Voting is Sacred in Catalunya

Last Sunday the Catalans tried to vote on a referendum asking them whether they wanted to form a new state or not.  Meanwhile the Spanish police, who ostensibly were sent to confiscate ballots and ballot boxes, also spent a lot of their energy that day breaking doors and windows of schools and gymnasiums, bludgeoning people young and old, pulling women along the ground by the hair and one they dragged by the mouth (yes, and there are videos).  At the end of the day emergency services reported they had attended 844 persons.  By the next day that number had risen to 893.  The physical damage to the public property, all of it done by police (there were no riots) totaled 300,000 euros.  The Catalan government will be filing a complaint with the court naming the Spanish National Police and Guardia Civil.

At many of the polling stations people tried all kinds of ingenious ways to hide the polling boxes from police so they wouldn't be confiscated (obviously at some personal risk).  One school hid its box in the space at the top of the elevator shaft.  Others kept moving from room to room in a cat and mouse dance with the police.  But the volunteers in Vila-rodona were the most ingenious of all.  Watch the video and see where they did their vote count.

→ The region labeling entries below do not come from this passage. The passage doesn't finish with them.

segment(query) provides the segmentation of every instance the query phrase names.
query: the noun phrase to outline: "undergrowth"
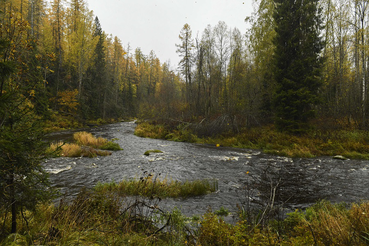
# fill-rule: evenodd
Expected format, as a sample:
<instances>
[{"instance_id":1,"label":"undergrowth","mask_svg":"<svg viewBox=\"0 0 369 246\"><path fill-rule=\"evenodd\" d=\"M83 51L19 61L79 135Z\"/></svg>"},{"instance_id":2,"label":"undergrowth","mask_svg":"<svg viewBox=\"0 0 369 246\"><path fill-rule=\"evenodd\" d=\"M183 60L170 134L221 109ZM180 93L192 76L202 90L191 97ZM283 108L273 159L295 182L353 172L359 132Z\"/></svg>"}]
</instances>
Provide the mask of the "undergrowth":
<instances>
[{"instance_id":1,"label":"undergrowth","mask_svg":"<svg viewBox=\"0 0 369 246\"><path fill-rule=\"evenodd\" d=\"M164 124L140 122L135 134L141 137L161 138L217 146L260 149L268 154L288 157L316 157L342 155L347 158L369 159L369 132L362 130L310 130L296 136L278 132L273 126L240 129L238 133L225 132L213 137L198 137L189 127L177 128Z\"/></svg>"},{"instance_id":2,"label":"undergrowth","mask_svg":"<svg viewBox=\"0 0 369 246\"><path fill-rule=\"evenodd\" d=\"M10 216L0 210L0 245L367 245L368 212L367 202L321 201L266 225L241 217L230 224L211 210L187 217L163 211L158 199L82 190L68 203L24 211L17 234L8 234Z\"/></svg>"},{"instance_id":3,"label":"undergrowth","mask_svg":"<svg viewBox=\"0 0 369 246\"><path fill-rule=\"evenodd\" d=\"M51 143L47 153L55 157L96 157L111 155L108 150L121 150L118 143L102 137L96 138L88 132L76 132L73 139L75 143Z\"/></svg>"}]
</instances>

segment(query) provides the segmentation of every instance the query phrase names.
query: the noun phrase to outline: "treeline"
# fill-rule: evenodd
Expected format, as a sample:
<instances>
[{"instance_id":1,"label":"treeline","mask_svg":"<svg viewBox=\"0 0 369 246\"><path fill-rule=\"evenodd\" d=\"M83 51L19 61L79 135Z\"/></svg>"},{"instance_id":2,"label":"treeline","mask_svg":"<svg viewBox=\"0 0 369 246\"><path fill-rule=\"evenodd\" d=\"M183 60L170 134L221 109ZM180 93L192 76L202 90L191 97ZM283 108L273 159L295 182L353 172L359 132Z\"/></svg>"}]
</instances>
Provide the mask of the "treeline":
<instances>
[{"instance_id":1,"label":"treeline","mask_svg":"<svg viewBox=\"0 0 369 246\"><path fill-rule=\"evenodd\" d=\"M180 79L154 51L123 48L107 35L84 0L6 0L0 2L4 62L17 73L8 86L33 79L29 91L42 114L76 119L118 118L172 112Z\"/></svg>"},{"instance_id":2,"label":"treeline","mask_svg":"<svg viewBox=\"0 0 369 246\"><path fill-rule=\"evenodd\" d=\"M365 127L368 121L369 39L367 1L319 1L325 41L320 103L314 106L326 126ZM224 22L193 37L180 32L178 53L191 115L224 116L246 125L273 122L275 81L275 1L255 0L246 35ZM291 9L291 11L293 11ZM303 20L302 20L303 21ZM313 47L311 47L313 49ZM291 58L293 59L293 58Z\"/></svg>"},{"instance_id":3,"label":"treeline","mask_svg":"<svg viewBox=\"0 0 369 246\"><path fill-rule=\"evenodd\" d=\"M193 37L185 24L176 74L154 51L145 55L107 35L84 0L1 1L2 61L17 72L1 80L0 92L34 81L37 86L22 93L31 95L39 113L82 120L221 119L233 128L274 122L275 4L255 0L254 6L246 33L219 22ZM368 2L324 0L319 7L325 62L314 112L332 127L365 127Z\"/></svg>"}]
</instances>

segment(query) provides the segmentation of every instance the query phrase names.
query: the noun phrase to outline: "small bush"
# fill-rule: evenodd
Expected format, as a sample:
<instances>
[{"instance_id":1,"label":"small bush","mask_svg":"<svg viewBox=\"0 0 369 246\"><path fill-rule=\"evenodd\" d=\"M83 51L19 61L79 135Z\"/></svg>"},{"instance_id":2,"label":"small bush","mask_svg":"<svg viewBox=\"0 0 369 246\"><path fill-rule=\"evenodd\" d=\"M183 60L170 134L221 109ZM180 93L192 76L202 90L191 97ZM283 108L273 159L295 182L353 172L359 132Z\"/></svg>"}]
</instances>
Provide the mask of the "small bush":
<instances>
[{"instance_id":1,"label":"small bush","mask_svg":"<svg viewBox=\"0 0 369 246\"><path fill-rule=\"evenodd\" d=\"M89 132L76 132L73 138L79 145L90 146L96 149L100 149L108 142L105 138L96 138Z\"/></svg>"},{"instance_id":2,"label":"small bush","mask_svg":"<svg viewBox=\"0 0 369 246\"><path fill-rule=\"evenodd\" d=\"M192 197L206 195L218 189L217 181L168 181L153 178L148 174L146 177L134 180L123 180L118 184L115 182L99 184L95 187L98 192L113 191L121 196L146 196L146 197Z\"/></svg>"},{"instance_id":3,"label":"small bush","mask_svg":"<svg viewBox=\"0 0 369 246\"><path fill-rule=\"evenodd\" d=\"M144 155L149 156L151 153L163 153L163 151L158 150L158 149L147 150L145 151Z\"/></svg>"}]
</instances>

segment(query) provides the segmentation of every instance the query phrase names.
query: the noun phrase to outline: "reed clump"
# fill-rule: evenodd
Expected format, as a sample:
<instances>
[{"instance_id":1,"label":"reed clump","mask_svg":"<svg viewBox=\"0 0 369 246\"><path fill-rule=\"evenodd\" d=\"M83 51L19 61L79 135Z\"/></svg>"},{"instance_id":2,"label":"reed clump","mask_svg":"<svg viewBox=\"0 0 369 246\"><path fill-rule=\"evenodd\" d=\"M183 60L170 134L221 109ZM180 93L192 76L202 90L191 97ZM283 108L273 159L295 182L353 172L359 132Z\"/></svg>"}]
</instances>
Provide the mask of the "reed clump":
<instances>
[{"instance_id":1,"label":"reed clump","mask_svg":"<svg viewBox=\"0 0 369 246\"><path fill-rule=\"evenodd\" d=\"M97 192L115 192L120 196L144 196L160 198L186 198L202 196L218 190L216 180L195 180L179 182L174 180L160 180L152 174L139 179L123 180L118 184L115 182L101 184L95 187Z\"/></svg>"},{"instance_id":2,"label":"reed clump","mask_svg":"<svg viewBox=\"0 0 369 246\"><path fill-rule=\"evenodd\" d=\"M369 159L369 133L362 130L321 130L319 127L301 135L279 132L273 125L239 129L237 133L223 132L211 137L196 136L186 127L139 123L135 134L141 137L162 138L221 146L260 149L268 154L311 158L342 155L346 158Z\"/></svg>"},{"instance_id":3,"label":"reed clump","mask_svg":"<svg viewBox=\"0 0 369 246\"><path fill-rule=\"evenodd\" d=\"M119 144L88 132L76 132L73 139L75 143L51 143L46 153L55 157L96 157L111 155L108 150L121 150Z\"/></svg>"}]
</instances>

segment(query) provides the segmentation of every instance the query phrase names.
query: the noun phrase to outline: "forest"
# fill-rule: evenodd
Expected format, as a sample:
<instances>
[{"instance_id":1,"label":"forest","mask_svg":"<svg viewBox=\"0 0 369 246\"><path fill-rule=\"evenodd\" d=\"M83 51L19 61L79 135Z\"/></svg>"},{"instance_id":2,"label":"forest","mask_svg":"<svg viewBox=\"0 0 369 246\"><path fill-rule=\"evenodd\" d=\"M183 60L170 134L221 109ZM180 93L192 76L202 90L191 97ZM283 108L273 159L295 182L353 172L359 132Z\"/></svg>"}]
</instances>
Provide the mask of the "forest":
<instances>
[{"instance_id":1,"label":"forest","mask_svg":"<svg viewBox=\"0 0 369 246\"><path fill-rule=\"evenodd\" d=\"M235 130L276 118L277 23L272 0L254 1L252 16L240 20L250 24L248 30L220 21L193 37L190 25L184 24L173 44L181 57L178 72L154 51L143 54L106 34L83 0L0 4L2 71L15 71L2 76L1 96L10 88L18 90L49 120L51 129L138 117L221 120ZM316 119L327 127L367 125L367 5L319 1L321 28L316 31L324 43L317 53L324 62L316 76L319 103L311 105Z\"/></svg>"},{"instance_id":2,"label":"forest","mask_svg":"<svg viewBox=\"0 0 369 246\"><path fill-rule=\"evenodd\" d=\"M45 133L116 120L141 120L137 136L369 159L369 1L253 6L239 20L247 30L219 21L194 36L184 23L173 70L155 51L104 32L85 0L0 0L0 244L367 245L368 203L320 202L285 220L258 220L275 212L267 204L240 211L235 225L220 217L224 208L201 223L145 200L122 211L125 194L114 189L124 187L115 183L50 204L57 194L42 163L61 147L48 153ZM141 180L157 189L151 176ZM196 193L199 184L159 186Z\"/></svg>"}]
</instances>

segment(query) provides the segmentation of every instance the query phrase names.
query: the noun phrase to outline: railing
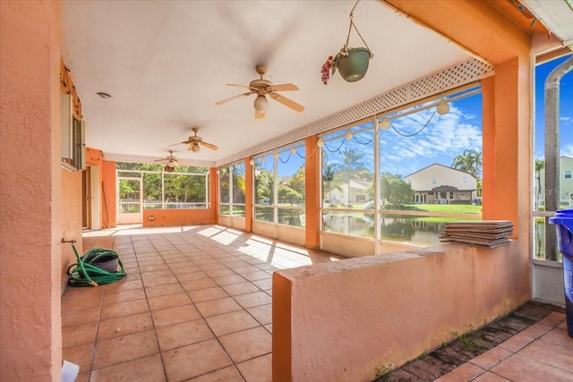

https://www.youtube.com/watch?time_continue=21&v=J_84PRpT_no

In the end, in spite of the repressive activity of the thousands of Spanish police who were sent from all over Spain, over 2.2 million of the 5.3 eligible voters cast ballots that were counted.  Close to 800,000 people either could not vote because their polling station had been closed by police, or their votes were lost because, as the Catalan spokesman said, "the ballots were stolen."   The total number of eligible voters is 5.3 million, which means that participation (actual votes counted) was at 42.34%.

And the results are:
Yes won with 89% of the vote
No had 7.8% of the vote
Blank had 2.02%
Null had 0.8%

It is expected that the Catalan Parliament will declare independence this week.